Voltage-gated Na+ (Nav) channels initiate the majority of action potentials in the nervous system and alpha subunit mutations are responsible for pathologies ranging from an absence of pain phenotype to epilepsy. A high Nav channel density at the axon initial segment (AIS) and node of Ranvier is believed to regulate action potential threshold within these neuronal compartments. Mechanisms regulating the targeting to these sub- cellular domains, and the functional consequences of such localization, are directly relevant to human health since diseases such as epilepsy are caused by Na+ channel trafficking or localization defects. In addition, loss of appropriate Na+ channel localization to te axon initial segment after ischemic injury likely contributes to neuronal dysfunction and modulation of this relocalization could be a future treatment for stroke. Febrile seizures may originate in the AIS since increased temperature enhances the activity of AIS localized Nav channels. Interestingly, the AIS is structurally remodeled following traumatic brain injury and in models of central nervous system trauma Nav channel blockers are neuro-protective. Despite the physiological and pathological significance of the Nav channels in the AIS, little information exists concerning the trafficking, maintenance, and location-dependent function of these channels. In fact, major debates in the field center around questions such as how Nav channels traffic to the AIS and what percentage of these channels are functional. Research in these areas has been hampered by a lack of fluorescently tagged Nav channel constructs and live cell imaging approaches. This research proposal utilizes novel Nav channel constructs in conjunction with high resolution single molecule imaging approaches to monitor the real-time trafficking, localization, and function of Nav1.6 channels in the soma and AIS of hippocampal neurons.

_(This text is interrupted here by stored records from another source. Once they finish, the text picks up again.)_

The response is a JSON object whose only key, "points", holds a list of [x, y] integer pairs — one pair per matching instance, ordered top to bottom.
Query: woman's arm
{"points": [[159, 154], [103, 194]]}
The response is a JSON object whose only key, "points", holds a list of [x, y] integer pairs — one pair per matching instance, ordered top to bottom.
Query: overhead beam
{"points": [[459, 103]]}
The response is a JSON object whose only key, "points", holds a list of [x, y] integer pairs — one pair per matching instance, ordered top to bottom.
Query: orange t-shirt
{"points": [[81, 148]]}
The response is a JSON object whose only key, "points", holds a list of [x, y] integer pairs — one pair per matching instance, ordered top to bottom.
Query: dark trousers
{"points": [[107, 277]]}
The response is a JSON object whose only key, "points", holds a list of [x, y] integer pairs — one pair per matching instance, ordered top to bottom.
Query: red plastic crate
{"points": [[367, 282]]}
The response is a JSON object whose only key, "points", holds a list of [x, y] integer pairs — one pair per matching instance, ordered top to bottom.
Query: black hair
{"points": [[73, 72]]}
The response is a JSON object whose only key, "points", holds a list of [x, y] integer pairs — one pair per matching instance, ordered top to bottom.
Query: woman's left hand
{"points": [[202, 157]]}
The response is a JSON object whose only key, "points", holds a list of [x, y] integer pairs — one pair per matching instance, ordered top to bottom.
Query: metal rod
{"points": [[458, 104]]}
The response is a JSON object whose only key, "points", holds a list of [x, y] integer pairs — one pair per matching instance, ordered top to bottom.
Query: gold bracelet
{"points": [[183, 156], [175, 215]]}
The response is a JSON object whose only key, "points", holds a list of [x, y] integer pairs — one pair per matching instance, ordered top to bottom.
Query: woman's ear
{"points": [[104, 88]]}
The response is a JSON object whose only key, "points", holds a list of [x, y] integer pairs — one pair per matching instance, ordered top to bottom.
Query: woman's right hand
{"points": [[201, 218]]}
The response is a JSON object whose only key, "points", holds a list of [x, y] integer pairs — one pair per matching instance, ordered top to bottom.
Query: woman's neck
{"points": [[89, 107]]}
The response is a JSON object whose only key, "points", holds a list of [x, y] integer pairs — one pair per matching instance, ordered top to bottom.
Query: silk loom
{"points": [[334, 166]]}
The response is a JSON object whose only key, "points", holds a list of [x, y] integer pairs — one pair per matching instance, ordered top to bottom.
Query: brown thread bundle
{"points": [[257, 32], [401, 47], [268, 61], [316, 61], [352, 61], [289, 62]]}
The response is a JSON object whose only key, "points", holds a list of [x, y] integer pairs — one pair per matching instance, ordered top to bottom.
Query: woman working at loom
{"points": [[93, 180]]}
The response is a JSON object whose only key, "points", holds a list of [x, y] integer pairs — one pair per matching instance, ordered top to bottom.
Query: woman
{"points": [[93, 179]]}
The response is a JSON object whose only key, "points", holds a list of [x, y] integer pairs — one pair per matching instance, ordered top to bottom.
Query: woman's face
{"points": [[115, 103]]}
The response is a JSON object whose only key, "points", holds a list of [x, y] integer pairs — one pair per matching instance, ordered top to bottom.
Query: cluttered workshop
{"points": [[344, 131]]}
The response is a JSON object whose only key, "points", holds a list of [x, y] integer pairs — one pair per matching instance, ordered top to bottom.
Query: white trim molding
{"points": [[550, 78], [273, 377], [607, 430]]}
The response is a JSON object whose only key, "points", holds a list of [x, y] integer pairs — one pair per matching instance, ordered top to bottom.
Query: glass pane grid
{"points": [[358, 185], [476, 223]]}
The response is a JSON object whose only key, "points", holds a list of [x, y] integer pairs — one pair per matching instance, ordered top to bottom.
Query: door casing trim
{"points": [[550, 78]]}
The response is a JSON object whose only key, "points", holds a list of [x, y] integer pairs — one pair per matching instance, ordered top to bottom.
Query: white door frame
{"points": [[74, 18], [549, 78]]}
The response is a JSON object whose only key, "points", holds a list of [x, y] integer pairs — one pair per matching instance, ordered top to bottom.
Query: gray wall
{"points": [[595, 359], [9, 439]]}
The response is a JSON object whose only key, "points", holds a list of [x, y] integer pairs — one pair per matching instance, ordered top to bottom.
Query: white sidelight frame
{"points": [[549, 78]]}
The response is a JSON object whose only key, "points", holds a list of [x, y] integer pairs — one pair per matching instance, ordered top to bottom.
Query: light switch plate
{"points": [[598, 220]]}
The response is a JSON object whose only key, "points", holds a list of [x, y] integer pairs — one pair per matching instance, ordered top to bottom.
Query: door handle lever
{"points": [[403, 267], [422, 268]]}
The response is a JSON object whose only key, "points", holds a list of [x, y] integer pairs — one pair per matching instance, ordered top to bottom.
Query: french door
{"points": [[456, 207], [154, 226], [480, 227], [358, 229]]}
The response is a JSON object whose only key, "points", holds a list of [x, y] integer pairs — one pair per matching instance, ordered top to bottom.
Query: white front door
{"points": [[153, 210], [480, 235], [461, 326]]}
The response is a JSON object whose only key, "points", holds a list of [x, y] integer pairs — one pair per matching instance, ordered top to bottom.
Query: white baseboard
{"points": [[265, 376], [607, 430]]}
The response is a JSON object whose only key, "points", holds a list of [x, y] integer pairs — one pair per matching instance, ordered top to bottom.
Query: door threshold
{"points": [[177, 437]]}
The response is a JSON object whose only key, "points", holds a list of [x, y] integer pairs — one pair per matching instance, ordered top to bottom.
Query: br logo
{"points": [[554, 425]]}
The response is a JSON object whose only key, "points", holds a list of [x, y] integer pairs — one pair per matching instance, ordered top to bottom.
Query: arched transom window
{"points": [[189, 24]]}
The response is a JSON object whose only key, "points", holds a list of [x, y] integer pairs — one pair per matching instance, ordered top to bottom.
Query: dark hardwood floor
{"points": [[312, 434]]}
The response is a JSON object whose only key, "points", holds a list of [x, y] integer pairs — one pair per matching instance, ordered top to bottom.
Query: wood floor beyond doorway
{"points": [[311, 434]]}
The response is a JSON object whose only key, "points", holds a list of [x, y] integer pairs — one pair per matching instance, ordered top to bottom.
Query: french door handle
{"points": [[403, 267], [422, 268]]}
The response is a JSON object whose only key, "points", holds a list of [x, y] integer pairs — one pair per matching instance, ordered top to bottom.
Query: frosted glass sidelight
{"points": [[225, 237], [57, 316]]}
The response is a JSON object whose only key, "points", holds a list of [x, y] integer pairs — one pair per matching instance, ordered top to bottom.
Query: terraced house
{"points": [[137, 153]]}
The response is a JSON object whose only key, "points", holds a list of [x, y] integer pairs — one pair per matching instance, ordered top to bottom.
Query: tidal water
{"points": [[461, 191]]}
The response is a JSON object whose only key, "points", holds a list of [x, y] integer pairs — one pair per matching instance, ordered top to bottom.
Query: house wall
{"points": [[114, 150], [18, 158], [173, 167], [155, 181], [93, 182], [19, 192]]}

Specific Aim 1 will test hypotheses relating to the mechanisms of Nav1.6 localization at the axon initial segment.
Specific Aim 2 will examine how Nav1.6 channel activity varies as a function of cell surface location. Hypotheses common to both aims deal with how Nav1.6 responds to ischemia-like neuronal insults. The proposed research will enhance our understanding of the function and regulation of neuronal Nav channels. Preventing the altered Nav channel localization induced by ischemic insult is a potential target for future drug development.
The proposed research studies voltage-gated Na+ channel cell surface localization and function at the single molecule level. Na+ channel dysfunction is responsible for epilepsy, ataxia, cognitive defects, ischemia- induced disease, and could be involved in schizophrenia. Understanding the molecular mechanisms regulating Na+ channel localization and function within specific domains of the neuronal cell surface will enhance the treatment of epilepsy and stoke.